Roman Polanski (2010)

The Ghost Writer

"The Ghost Writer" est un excellent thriller politique et d'espionnage adapté du roman de Robert Harris "L'homme de l'ombre" qui de façon assez transparente charge la barque de l'ancien premier ministre britannique Tony Blair. Celui-ci est accusé d'avoir fait du Royaume-Uni un vassal des USA dans la GWOT (global war on terrorism). Non seulement, c'est de notoriété publique, il a aligné la politique étrangère du Royaume-Uni sur celle de G.W Bush en Irak mais il a permis en retour des ingérences des services secrets américains dans les affaires intérieures du Royaume-Uni. Robert Harris l'accuse également d'avoir commis les mêmes crimes de guerre que les américains en commanditant des actes de torture sur des prisonniers au Moyen-Orient. Bien entendu Tony Blair n'apparaît pas sous son vrai nom et son destin dans le film est plus funeste que dans la réalité mais le modèle est clair et Pierce BROSNAN est très convaincant dans le rôle. Face à ce scandale, le "nègre" chargé d'écrire l'autobiographie "arrangée" de l'ancien ministre s'émancipe pour devenir journaliste d'investigation et rechercher la vérité. La mise en scène de Roman POLANSKI, rigoureuse et haletante de bout en bout fait merveille avec de nombreux morceaux de bravoure (l'enquête à partir du GPS, la course-poursuite à bord du Ferry, la visite de l'île etc.) Mieux encore, le cinéaste ne se contente pas de mettre son savoir-faire au service du roman, il y injecte son style et sa personnalité. On reconnaît donc des leitmotive communs avec d'autres films, principalement "Chinatown" (1974) notamment pour la scène finale (extraordinaire composition du cadre avec la longue diagonale d'où surgit la menace, la collision hors-champ remplacée par le surgissement des feuilles s'éparpillant en tourbillon, une métonymie qui décuple la puissance de la scène) et "Le Locataire" (1976) pour le fantôme du premier "nègre" décédé dont les traces de la présence dont nombreuses (le parcours du GPS mais aussi les affaires dans l'armoire et le dossier secret) qui finit par posséder son successeur. On trouve aussi des soupçons de "Cul-de-sac" (1966) et de "Frantic" (1988): un huis-clos sur une île, une résidence bunkérisée, un homme seul dans un univers hostile, quelques touches de méchanceté avec des dialogues incisifs ("Il m'a appelé mon gars!", "Il dit cela quand il ne se souviens pas du nom"; "Vous avez rédigé son intervention, cela fait de vous notre complice" etc.)
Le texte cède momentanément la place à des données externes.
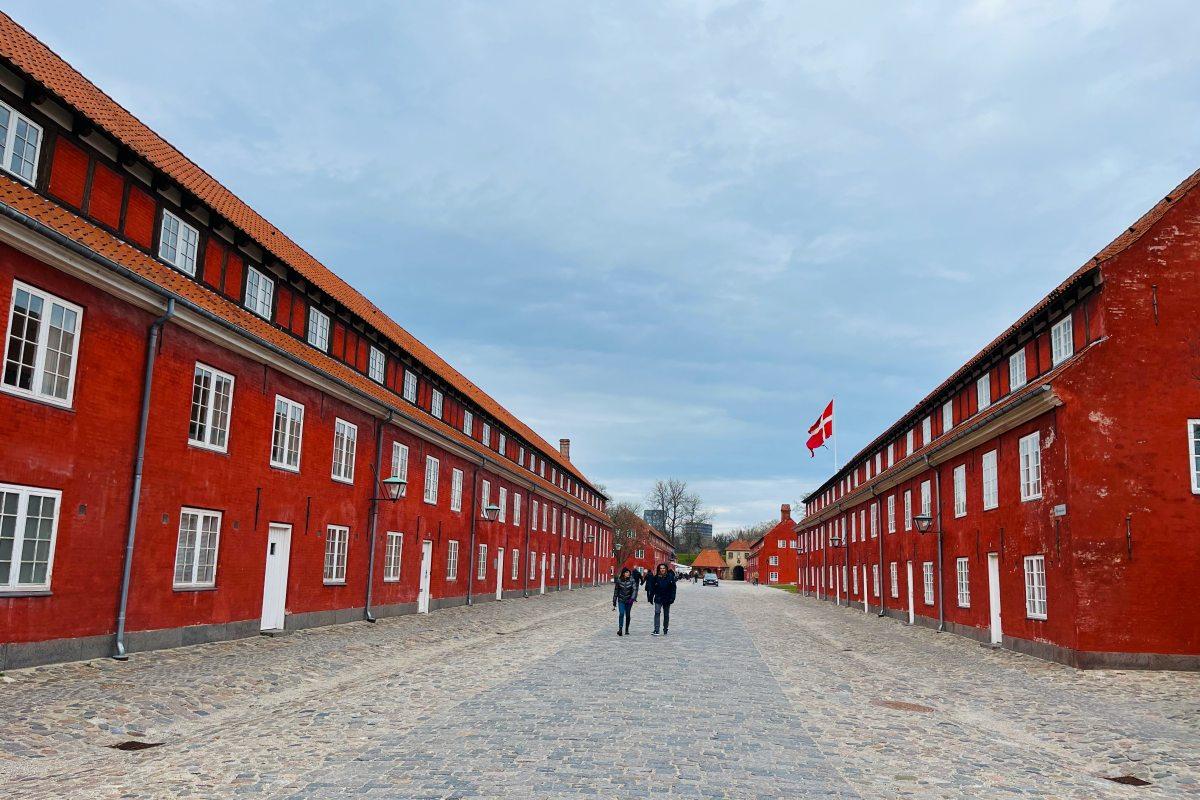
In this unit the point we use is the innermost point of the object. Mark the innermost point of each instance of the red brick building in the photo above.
(1057, 471)
(773, 555)
(199, 419)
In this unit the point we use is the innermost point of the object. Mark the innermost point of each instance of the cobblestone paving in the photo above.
(756, 693)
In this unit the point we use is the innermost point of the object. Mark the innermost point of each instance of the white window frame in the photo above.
(318, 329)
(214, 427)
(983, 390)
(432, 467)
(1030, 449)
(1017, 372)
(990, 480)
(282, 438)
(42, 347)
(1062, 341)
(197, 549)
(10, 145)
(1036, 587)
(21, 521)
(183, 240)
(346, 438)
(393, 555)
(377, 365)
(456, 489)
(960, 491)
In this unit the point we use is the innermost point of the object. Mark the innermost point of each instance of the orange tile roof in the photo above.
(708, 559)
(36, 60)
(25, 200)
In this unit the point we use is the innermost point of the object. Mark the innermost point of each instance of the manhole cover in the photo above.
(903, 707)
(133, 744)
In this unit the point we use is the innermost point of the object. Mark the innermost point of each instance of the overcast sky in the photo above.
(671, 232)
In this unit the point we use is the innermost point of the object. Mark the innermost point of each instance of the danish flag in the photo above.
(821, 429)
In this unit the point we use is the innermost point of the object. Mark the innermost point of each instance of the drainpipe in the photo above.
(937, 491)
(474, 521)
(375, 515)
(138, 464)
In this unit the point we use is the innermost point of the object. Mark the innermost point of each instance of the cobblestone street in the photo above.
(756, 693)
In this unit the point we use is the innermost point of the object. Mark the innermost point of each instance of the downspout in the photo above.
(138, 465)
(474, 521)
(375, 516)
(941, 605)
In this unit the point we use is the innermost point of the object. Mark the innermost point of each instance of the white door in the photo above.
(423, 593)
(912, 609)
(275, 581)
(997, 633)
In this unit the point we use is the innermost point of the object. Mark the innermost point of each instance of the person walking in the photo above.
(661, 590)
(624, 595)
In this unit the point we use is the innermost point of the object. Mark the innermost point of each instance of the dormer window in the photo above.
(376, 364)
(259, 293)
(178, 242)
(19, 142)
(318, 330)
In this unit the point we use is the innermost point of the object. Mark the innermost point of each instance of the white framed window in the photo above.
(1030, 449)
(21, 139)
(259, 293)
(196, 551)
(377, 365)
(337, 542)
(211, 400)
(287, 434)
(456, 489)
(983, 391)
(29, 524)
(1017, 377)
(1194, 453)
(42, 346)
(990, 481)
(391, 555)
(1062, 341)
(431, 480)
(963, 570)
(318, 329)
(178, 242)
(960, 491)
(400, 461)
(1036, 587)
(346, 437)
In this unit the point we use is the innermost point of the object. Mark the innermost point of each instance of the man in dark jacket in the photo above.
(660, 589)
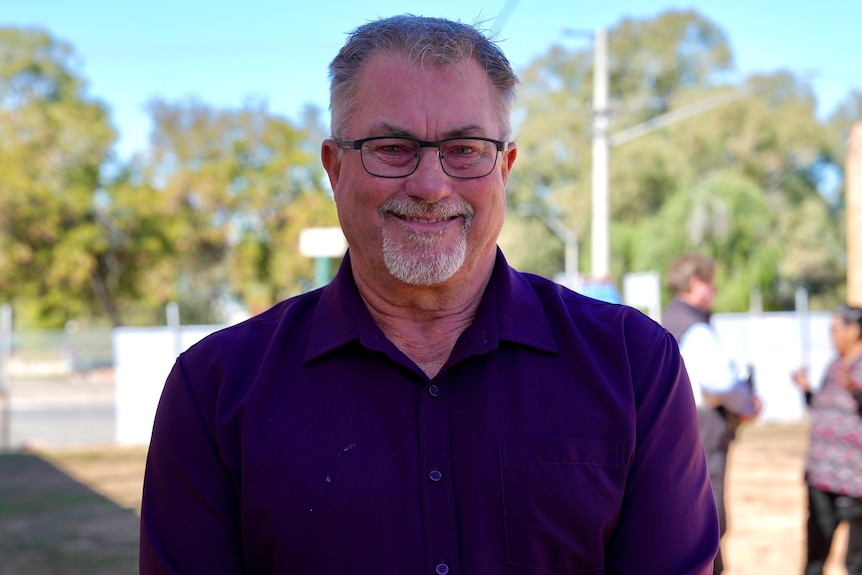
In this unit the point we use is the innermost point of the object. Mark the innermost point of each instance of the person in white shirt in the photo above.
(724, 394)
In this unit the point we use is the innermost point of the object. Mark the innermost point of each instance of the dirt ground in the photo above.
(767, 504)
(79, 507)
Néanmoins et en dépit de toutes ses qualités il manque quelque chose à ce film pour que je considère qu'il fasse partie des chefs-d'oeuvre de Roman POLANSKI: de l'humanité. L'homme sans nom joué par Ewan McGREGOR est parfaitement ectoplasmique. C'est voulu évidemment, cela va avec son rôle de "ghost" et cela lui donne un côté Tintin qui ne manque pas de pertinence. Le problème c'est que face à un personnage aussi lisse, il en faut d'autres qui soient hauts en couleur pour relever la sauce. Or ce n'est pas le cas. Ceux qui l'environnent sont aussi sinistres et sans âme que les murs gris de la maison-bunker dans laquelle ils se retranchent et la lande aride qui les entourent. Ils se réduisent en effet à leurs fonctions de politiciens corrompus ou d'agents secrets criminels. L'effet obtenu est donc inhumain ce qui n'est pas le cas de "Chinatown" (1974) avec ses accents tragiques ou des thrillers hitchcockiens, fondés sur les sentiments humains et les dysfonctionnements de la psyché.